É difícil achar no Brasil uma prova tão flagrante da vontade popular quanto a decisão do Congresso sobre o marco temporal. A Câmara dos Deputados aprovou por 283 votos a 155, em maio, uma lei estabelecendo que só poderão ser demarcadas as terras ocupadas pelos índios até 1988, quando entrou em vigor a atual Constituição. Agora o Senado, por 43 votos a 21, deu a sua aprovação ao projeto, completando o processo legal para que uma lei seja criada. Se o Brasil fosse uma democracia, e se o poder de fazer leis viesse do povo, através dos seus representantes eleitos, estaria resolvido. Mas o Supremo Tribunal Federal, por nove votos a dois, acha que o marco temporal não vale – no seu entender, é contrário à Constituição. De um lado, há o voto de 326 parlamentares eleitos pela população brasileira. De outro, há o voto de nove magistrados que não passaram por nenhuma eleição. A vontade dos nove vale mais do que a vontade dos 326.
Os ministros querem uma coisa e os cidadãos querem o contrário
A lei que o Congresso aprovou vai ser vetada pelo presidente Lula, como é seu direito legal, e esse seu veto poderá ser rejeitado pelos parlamentares. O problema é que nem Lula nem o Congresso valem nada nessa questão; o STF vai continuar considerando a lei do marco temporal ilegal. Na democracia brasileira existe isso – a lei ilegal. Uma decisão tomada pela Câmara e pelo Senado juntos vale menos que uma decisão de assembleia de condomínio.
O governo Lula sofreu a sua pior derrota parlamentar desde que assumiu suas funções – é óbvio que queria a rejeição da lei, ou que ela não fosse votada nunca. Mas a “maioria” da “base aliada”, adquirida com a compra de lotes do “centrão”, não funcionou. O resultado é o marco temporal – e um pacote de outras questões que agora podem ser resolvidas não como o governo quer, e sim como quer a maioria dos deputados e senadores. Mas a questão central não é a disputa de votos entre governo e oposição. É a evidência gritante do abismo que se formou entre as crenças do STF e a vontade da maioria dos brasileiros. Os ministros querem uma coisa e os cidadãos querem o contrário.

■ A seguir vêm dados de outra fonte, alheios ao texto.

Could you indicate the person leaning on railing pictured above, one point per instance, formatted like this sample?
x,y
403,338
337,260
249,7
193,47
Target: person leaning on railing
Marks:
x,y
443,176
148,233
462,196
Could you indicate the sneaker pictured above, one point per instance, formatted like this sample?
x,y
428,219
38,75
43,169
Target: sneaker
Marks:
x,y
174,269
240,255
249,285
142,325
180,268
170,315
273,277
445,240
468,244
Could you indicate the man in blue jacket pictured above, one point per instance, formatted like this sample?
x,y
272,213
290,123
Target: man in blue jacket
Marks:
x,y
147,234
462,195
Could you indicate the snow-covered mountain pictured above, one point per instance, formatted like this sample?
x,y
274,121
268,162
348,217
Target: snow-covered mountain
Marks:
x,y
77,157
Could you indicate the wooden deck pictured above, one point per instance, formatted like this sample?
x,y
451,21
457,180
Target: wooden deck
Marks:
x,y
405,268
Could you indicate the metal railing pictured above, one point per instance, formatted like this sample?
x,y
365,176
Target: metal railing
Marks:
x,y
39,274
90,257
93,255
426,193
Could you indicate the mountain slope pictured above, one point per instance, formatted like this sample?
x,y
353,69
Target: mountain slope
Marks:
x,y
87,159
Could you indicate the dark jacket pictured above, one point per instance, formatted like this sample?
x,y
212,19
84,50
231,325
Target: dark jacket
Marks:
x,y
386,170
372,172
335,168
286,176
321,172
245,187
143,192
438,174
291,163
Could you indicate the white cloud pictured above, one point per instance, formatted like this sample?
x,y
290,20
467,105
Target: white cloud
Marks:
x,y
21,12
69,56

Não vale dizer, como a esquerda faz, que o Congresso é ruralista, fascista, direitista, e que por isso não “teria o direito” de decidir nada. O que interessa é que esse Congresso é o único que o Brasil tem, e o único que foi eleito pelos brasileiros – não foi importado da Suécia, e não vem de nenhum planeta “woke” que está na imaginação do STF. Os nove ministros, e o sistema que lhes dá apoio, vão ter de conviver com os representantes desses 200 milhões que tanto os irritam, não pensam como deveriam e não se adaptam ao Brasil desenhado pelo Supremo.